Women Fatalities Increase
The researchers found that the increase among women, mostly in Black women, is playing a tragic and under-recognised role in a tally that skews overwhelmingly male, reported news agency AFP. The rate of firearm-related homicides among women more than tripled since 2010 and the rate of gun-related suicides more than doubled since 2015, Fleegler and his co-authors wrote in their research paper.
“Women can get lost in the discussion because so many of the fatalities are men,” the report cited one of the authors Dr Eric Fleegler of Harvard Medical School as saying.
About 14 per cent affected by gun deaths are women but the rate increase among them is more pronounced. There were about seven gun deaths per 100,000 women last year, up from about four per 100,000 in 2010 – an increase of 71 per cent, the AFP report noted. The comparable increase for men was 45 per cent , the rate rising to about 26 per 100,000 from about 18 per 100,000 in 2010.
For Black women, the firearm suicide rate rose from about 1.5 per 100,000 in 2015 to about 3 per 100,000 last year. Their homicide death rate last year was more than 18 per 100,000, compared with about 4 per 100,000 for Hispanic women and 2 per 100,000 for white women.
The research is one of the most comprehensive analyses of US gun deaths in years, said David Hemenway, director of the Harvard University Injury Control Research Center.
The Centers for Disease Control and Prevention data on US firearm deaths released in October listed more than 47,000 deaths last year, the maximum in at least 40 years.
The US population is growing but researchers say the rate of gun deaths has been getting worse too. Gun-related homicide and suicide rates both rose 8 per cent last year, hitting levels not seen since the early 1990s.
The latest study analysed trends in firearm deaths since 1990. Gun deaths increased steadily in 2005 but the rise accelerated recently, with a 20 per cent jump from 2019 to 2021.
The highest homicide gun death rates continue to be in young Black men, at 142 per 100,000 for those in their early 20s. While the highest gun suicide death rates are in white men in their early 80s, at 45 per 100,000, the researchers said.
Reasons Behind The Gun Deaths
The factors could include disruption of work and personal lives, higher gun sales, stress and mental health problems, stressed experts.
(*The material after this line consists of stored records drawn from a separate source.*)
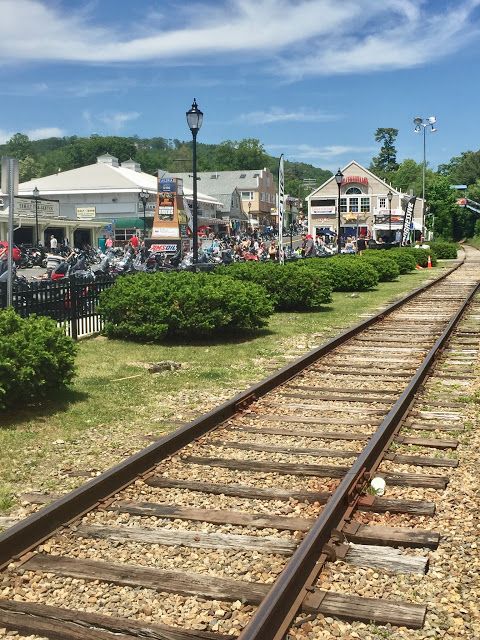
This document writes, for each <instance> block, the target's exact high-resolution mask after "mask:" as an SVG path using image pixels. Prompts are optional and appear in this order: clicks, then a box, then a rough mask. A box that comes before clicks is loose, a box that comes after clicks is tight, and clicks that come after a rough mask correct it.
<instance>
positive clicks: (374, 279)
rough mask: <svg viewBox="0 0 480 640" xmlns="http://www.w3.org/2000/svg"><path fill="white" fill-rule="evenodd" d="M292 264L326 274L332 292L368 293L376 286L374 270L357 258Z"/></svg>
mask: <svg viewBox="0 0 480 640" xmlns="http://www.w3.org/2000/svg"><path fill="white" fill-rule="evenodd" d="M294 264H295V265H298V267H301V268H302V269H308V270H313V271H319V272H323V273H327V274H328V275H329V277H330V281H331V283H332V286H333V290H334V291H368V290H369V289H373V288H374V287H376V286H377V284H378V273H377V271H376V270H375V268H374V267H373V266H372V265H371V264H369V263H368V262H366V261H362V259H361V258H360V257H358V256H348V255H343V256H335V257H333V258H309V259H307V260H298V261H297V262H296V263H294Z"/></svg>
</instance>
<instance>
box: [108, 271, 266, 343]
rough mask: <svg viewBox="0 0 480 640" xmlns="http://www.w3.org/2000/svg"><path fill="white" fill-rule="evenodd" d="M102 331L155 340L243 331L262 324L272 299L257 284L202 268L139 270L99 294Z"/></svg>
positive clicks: (123, 278)
mask: <svg viewBox="0 0 480 640" xmlns="http://www.w3.org/2000/svg"><path fill="white" fill-rule="evenodd" d="M99 313H100V314H101V315H103V317H104V318H105V329H104V331H105V334H106V335H107V336H109V337H112V338H127V339H131V340H140V341H155V340H162V339H163V338H166V337H169V336H175V335H181V336H188V337H198V336H208V335H213V334H215V333H218V332H220V331H226V330H230V331H232V330H235V331H245V330H251V329H258V328H260V327H264V326H265V325H266V324H267V319H268V317H269V316H270V315H271V314H272V313H273V305H272V303H271V301H270V300H269V298H268V296H267V293H266V291H265V289H264V288H263V287H260V286H258V285H255V284H248V285H247V284H245V283H243V282H239V281H238V280H234V279H233V278H228V277H221V276H217V275H215V274H213V275H212V274H206V273H191V272H180V273H155V274H147V273H139V274H136V275H134V276H129V277H125V278H119V279H118V280H117V281H116V282H115V284H114V285H113V286H112V287H110V288H109V289H107V290H106V291H104V292H103V293H102V295H101V296H100V305H99Z"/></svg>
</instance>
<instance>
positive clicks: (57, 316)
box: [0, 275, 114, 340]
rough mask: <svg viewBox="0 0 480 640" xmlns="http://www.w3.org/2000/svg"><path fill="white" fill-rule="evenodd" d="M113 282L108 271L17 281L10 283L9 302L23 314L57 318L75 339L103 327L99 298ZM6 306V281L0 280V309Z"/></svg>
mask: <svg viewBox="0 0 480 640" xmlns="http://www.w3.org/2000/svg"><path fill="white" fill-rule="evenodd" d="M113 282H114V278H113V277H112V276H107V275H103V276H97V277H96V278H92V280H88V279H83V278H78V277H71V278H65V279H63V280H58V281H57V282H52V281H33V282H18V283H15V284H14V287H13V303H12V306H13V308H14V309H15V311H16V312H17V313H18V314H19V315H21V316H22V317H24V318H26V317H28V316H30V315H32V314H36V315H39V316H48V317H50V318H52V319H53V320H56V321H57V323H58V325H59V326H62V327H64V329H65V333H66V334H67V335H69V336H70V337H72V338H73V339H74V340H77V339H78V338H80V337H82V336H85V335H91V334H94V333H98V332H100V331H101V330H102V328H103V318H102V317H101V316H99V315H98V313H97V303H98V298H99V295H100V293H101V292H102V291H104V290H105V289H108V287H110V286H111V285H112V284H113ZM6 306H7V285H6V283H0V309H2V308H5V307H6Z"/></svg>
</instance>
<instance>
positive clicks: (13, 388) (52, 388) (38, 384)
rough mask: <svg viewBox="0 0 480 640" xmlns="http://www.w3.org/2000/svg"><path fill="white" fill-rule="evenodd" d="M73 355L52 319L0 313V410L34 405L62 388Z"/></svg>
mask: <svg viewBox="0 0 480 640" xmlns="http://www.w3.org/2000/svg"><path fill="white" fill-rule="evenodd" d="M75 352H76V346H75V344H74V343H73V341H72V340H71V339H70V338H68V337H67V336H66V335H65V333H64V332H63V330H62V329H61V328H59V327H57V325H56V322H55V321H54V320H51V319H50V318H44V317H37V316H34V315H32V316H29V317H28V318H21V317H20V316H19V315H18V314H16V313H15V311H13V310H12V309H6V310H3V311H0V408H6V407H13V406H18V404H19V403H23V404H25V403H27V404H30V403H37V402H38V401H40V400H42V399H44V398H47V397H48V396H51V395H52V394H54V393H57V392H58V391H59V390H60V389H62V388H64V387H66V386H67V385H68V384H69V383H70V382H71V381H72V379H73V375H74V372H75Z"/></svg>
The reason behind the dramatic rise in gun deaths during the Covid-19 pandemic is “a straightforward question with probably a complicated answer that no one really knows the answer to”, said Fleegler, an emergency medicine physician at Boston children’s hospital.
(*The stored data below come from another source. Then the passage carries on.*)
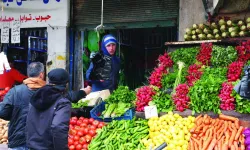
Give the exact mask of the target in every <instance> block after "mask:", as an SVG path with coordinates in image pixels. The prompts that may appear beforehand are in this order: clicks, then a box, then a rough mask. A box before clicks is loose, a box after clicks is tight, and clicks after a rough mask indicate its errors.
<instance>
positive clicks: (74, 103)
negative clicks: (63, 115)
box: [72, 100, 89, 108]
mask: <svg viewBox="0 0 250 150" xmlns="http://www.w3.org/2000/svg"><path fill="white" fill-rule="evenodd" d="M88 103H89V101H84V102H83V101H82V100H79V101H78V102H77V103H72V108H82V107H85V106H88Z"/></svg>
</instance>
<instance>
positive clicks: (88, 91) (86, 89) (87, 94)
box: [81, 86, 92, 95]
mask: <svg viewBox="0 0 250 150" xmlns="http://www.w3.org/2000/svg"><path fill="white" fill-rule="evenodd" d="M81 90H83V91H84V92H85V93H86V95H88V94H89V93H90V92H91V91H92V87H91V86H87V87H86V88H84V89H81Z"/></svg>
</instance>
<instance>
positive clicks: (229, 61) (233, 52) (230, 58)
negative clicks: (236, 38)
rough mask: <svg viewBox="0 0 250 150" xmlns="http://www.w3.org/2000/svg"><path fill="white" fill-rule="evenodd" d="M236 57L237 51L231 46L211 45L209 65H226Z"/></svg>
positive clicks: (219, 66) (215, 66) (236, 56)
mask: <svg viewBox="0 0 250 150" xmlns="http://www.w3.org/2000/svg"><path fill="white" fill-rule="evenodd" d="M236 59H237V51H236V50H235V48H234V47H233V46H228V47H226V48H224V47H222V46H217V45H214V46H213V52H212V58H211V65H212V66H213V67H227V66H228V64H230V63H232V62H234V61H235V60H236Z"/></svg>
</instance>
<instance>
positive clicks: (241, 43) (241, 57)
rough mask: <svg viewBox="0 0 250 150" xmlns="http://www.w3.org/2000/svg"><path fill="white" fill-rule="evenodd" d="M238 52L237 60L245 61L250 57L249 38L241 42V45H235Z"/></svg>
mask: <svg viewBox="0 0 250 150" xmlns="http://www.w3.org/2000/svg"><path fill="white" fill-rule="evenodd" d="M236 50H237V53H238V61H241V62H244V63H245V62H246V61H247V60H249V59H250V40H248V41H247V42H241V45H239V46H236Z"/></svg>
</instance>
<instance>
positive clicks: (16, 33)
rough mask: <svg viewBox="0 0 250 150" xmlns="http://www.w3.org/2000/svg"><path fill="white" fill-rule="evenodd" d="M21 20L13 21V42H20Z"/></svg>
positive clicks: (12, 27) (12, 41)
mask: <svg viewBox="0 0 250 150" xmlns="http://www.w3.org/2000/svg"><path fill="white" fill-rule="evenodd" d="M20 27H21V23H20V21H13V22H12V29H11V43H20Z"/></svg>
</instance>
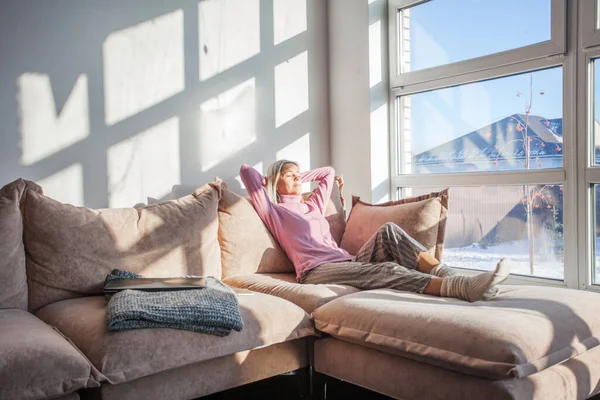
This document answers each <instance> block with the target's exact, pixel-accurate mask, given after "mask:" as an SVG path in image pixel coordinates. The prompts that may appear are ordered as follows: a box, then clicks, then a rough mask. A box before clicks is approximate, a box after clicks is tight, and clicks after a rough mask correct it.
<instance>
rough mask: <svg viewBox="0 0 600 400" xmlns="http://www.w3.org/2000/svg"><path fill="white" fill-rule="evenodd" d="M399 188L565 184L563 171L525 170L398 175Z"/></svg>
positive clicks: (555, 170)
mask: <svg viewBox="0 0 600 400" xmlns="http://www.w3.org/2000/svg"><path fill="white" fill-rule="evenodd" d="M393 181H394V185H395V187H396V188H398V187H440V186H443V187H446V186H498V185H510V186H514V185H542V184H548V185H551V184H555V185H562V184H564V182H565V171H564V170H563V169H551V170H535V171H531V170H525V171H518V172H517V171H510V172H509V171H507V172H478V173H460V174H413V175H396V176H395V177H394V179H393Z"/></svg>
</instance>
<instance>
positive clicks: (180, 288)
mask: <svg viewBox="0 0 600 400" xmlns="http://www.w3.org/2000/svg"><path fill="white" fill-rule="evenodd" d="M204 287H206V280H205V278H203V277H199V278H115V279H111V280H109V281H108V282H106V283H105V284H104V293H107V294H114V293H117V292H120V291H121V290H127V289H133V290H143V291H146V292H167V291H174V290H191V289H202V288H204Z"/></svg>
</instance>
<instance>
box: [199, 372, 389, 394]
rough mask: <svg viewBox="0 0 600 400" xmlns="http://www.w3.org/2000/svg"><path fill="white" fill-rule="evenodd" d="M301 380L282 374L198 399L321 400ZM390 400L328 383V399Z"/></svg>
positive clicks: (354, 385)
mask: <svg viewBox="0 0 600 400" xmlns="http://www.w3.org/2000/svg"><path fill="white" fill-rule="evenodd" d="M299 381H301V380H299V379H298V377H297V376H295V375H280V376H276V377H273V378H270V379H266V380H264V381H260V382H255V383H251V384H249V385H245V386H240V387H238V388H235V389H231V390H226V391H224V392H220V393H215V394H213V395H210V396H205V397H202V398H201V399H198V400H279V399H285V400H319V398H318V396H316V395H315V396H312V397H311V395H310V393H308V384H307V383H306V384H305V385H304V387H299V386H300V385H299ZM338 399H339V400H342V399H344V400H347V399H361V400H390V399H391V398H390V397H387V396H383V395H380V394H377V393H374V392H371V391H369V390H366V389H363V388H361V387H358V386H355V385H352V384H349V383H347V382H342V381H339V380H336V379H332V380H329V381H328V383H327V400H338Z"/></svg>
The researchers counted more than 1.1m gun deaths over those 32 years – about the same as the number of American deaths attributed to Covid in the last three years.
In fact, three University of Michigan researchers noted that the paper confirmed racial and sexual differences in gun deaths and that homicide death are concentrated in cities and suicides are more common in rural areas. “Firearm violence is a worsening problem in the United States” and will require a range of efforts to control, they wrote.